Leacock wrote six books on the subject of history. Three of the books are contributions to the "Chronicles of Canada" series: Adventurers of the Far North: A Chronicle of the Arctic Seas (1914), The Dawn of Canadian History: A Chronicle of Aboriginal Canada (1914), and The Mariner of St. Malo: A Chronicle of the Voyages of Jacques Cartier (1914). Two other historical books, Canada: The Foundations of Its Future (1941) and Montreal: Seaport and City (1942), offer no new insights into their respective subjects. Baldwin, Lafontaine, Hincks: Responsible Government (1907) is his first historical work and recognized as his best.

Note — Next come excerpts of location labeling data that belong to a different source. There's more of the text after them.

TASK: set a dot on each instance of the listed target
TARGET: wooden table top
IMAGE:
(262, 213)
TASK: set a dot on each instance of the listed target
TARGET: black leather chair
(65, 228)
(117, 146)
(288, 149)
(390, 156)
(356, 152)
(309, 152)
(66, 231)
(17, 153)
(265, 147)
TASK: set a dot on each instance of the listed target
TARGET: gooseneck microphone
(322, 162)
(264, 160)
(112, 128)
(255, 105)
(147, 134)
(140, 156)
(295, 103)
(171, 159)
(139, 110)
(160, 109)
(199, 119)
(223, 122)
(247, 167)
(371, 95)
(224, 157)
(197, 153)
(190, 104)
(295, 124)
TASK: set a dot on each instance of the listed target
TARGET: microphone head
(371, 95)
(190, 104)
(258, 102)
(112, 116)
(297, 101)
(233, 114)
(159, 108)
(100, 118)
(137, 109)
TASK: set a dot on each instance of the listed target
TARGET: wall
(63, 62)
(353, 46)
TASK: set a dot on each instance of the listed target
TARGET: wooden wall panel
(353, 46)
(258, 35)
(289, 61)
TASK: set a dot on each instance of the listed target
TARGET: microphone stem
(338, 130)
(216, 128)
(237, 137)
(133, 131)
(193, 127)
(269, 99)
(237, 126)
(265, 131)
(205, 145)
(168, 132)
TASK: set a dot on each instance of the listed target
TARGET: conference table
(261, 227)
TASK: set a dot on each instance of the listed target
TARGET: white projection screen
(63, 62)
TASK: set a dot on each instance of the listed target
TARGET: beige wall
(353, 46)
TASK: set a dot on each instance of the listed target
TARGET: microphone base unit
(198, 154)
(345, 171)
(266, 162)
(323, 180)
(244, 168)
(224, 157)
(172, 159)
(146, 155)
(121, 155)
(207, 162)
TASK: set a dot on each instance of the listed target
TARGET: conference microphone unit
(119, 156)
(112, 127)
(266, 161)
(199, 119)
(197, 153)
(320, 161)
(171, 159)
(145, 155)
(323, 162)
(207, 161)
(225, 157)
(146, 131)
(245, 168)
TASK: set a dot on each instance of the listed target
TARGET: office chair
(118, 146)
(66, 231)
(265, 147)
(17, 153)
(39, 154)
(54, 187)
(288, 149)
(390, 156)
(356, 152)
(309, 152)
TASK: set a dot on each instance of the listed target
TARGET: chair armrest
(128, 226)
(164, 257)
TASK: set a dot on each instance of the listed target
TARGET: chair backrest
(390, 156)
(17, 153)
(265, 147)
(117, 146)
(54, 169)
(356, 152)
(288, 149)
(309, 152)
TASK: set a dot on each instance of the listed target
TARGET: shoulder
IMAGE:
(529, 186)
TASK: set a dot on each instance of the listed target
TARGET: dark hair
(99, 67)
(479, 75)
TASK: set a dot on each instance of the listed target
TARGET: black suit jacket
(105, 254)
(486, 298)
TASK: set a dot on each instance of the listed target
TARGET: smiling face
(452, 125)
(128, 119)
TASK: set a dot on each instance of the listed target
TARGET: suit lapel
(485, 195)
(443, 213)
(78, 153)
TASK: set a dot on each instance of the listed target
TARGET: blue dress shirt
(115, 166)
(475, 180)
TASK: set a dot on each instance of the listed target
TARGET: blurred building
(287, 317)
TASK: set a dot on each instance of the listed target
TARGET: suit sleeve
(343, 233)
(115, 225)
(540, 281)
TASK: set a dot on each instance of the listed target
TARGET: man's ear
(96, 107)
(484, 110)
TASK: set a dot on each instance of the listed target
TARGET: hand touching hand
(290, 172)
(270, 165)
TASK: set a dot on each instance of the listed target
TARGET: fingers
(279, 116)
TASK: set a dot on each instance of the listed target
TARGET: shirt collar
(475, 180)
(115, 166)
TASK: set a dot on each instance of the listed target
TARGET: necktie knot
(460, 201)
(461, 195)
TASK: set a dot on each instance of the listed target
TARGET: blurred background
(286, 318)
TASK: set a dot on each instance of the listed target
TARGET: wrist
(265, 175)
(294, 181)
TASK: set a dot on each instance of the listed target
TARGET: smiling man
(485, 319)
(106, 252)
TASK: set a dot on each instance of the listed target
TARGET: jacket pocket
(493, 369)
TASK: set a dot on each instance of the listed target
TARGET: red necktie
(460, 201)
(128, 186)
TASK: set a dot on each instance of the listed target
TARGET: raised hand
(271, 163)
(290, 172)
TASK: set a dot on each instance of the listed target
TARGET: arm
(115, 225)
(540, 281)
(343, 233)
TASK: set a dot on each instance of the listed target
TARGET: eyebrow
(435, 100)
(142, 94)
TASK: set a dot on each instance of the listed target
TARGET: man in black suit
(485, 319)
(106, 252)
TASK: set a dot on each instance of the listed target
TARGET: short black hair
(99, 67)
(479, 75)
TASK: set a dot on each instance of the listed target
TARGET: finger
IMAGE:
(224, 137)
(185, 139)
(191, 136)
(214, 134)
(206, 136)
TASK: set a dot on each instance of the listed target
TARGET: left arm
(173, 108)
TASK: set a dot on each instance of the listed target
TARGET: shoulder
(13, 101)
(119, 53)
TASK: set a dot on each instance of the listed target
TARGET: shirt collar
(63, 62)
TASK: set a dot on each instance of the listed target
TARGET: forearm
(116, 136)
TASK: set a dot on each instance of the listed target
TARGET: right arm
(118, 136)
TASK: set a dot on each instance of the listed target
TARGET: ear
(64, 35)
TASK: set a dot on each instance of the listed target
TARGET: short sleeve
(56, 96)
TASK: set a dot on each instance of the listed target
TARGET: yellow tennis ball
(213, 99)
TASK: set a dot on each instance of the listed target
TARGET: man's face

Leacock was one of the early pioneers of historical writings on Canada and was by no means a specialist, but his contribution to Canadian history should not be overlooked.

Biography

As a humorist, Leacock was influenced by many writers. He greatly admired writers such O. Henry, Mark Twain, Bret Harte, and Charles Dickens and was often writing about them. He even wrote two biographies, one on Mark Twain and the other on Charles Dickens. His Charles Dickens: His Life and Work (1933) is not, by critical standards, a well executed study. At times, there are errors with plot detail as well as misspelled names of characters. On the other hand, his Mark Twain (1932) is a modest achievement that, although brief, adds critically to the study of Twain.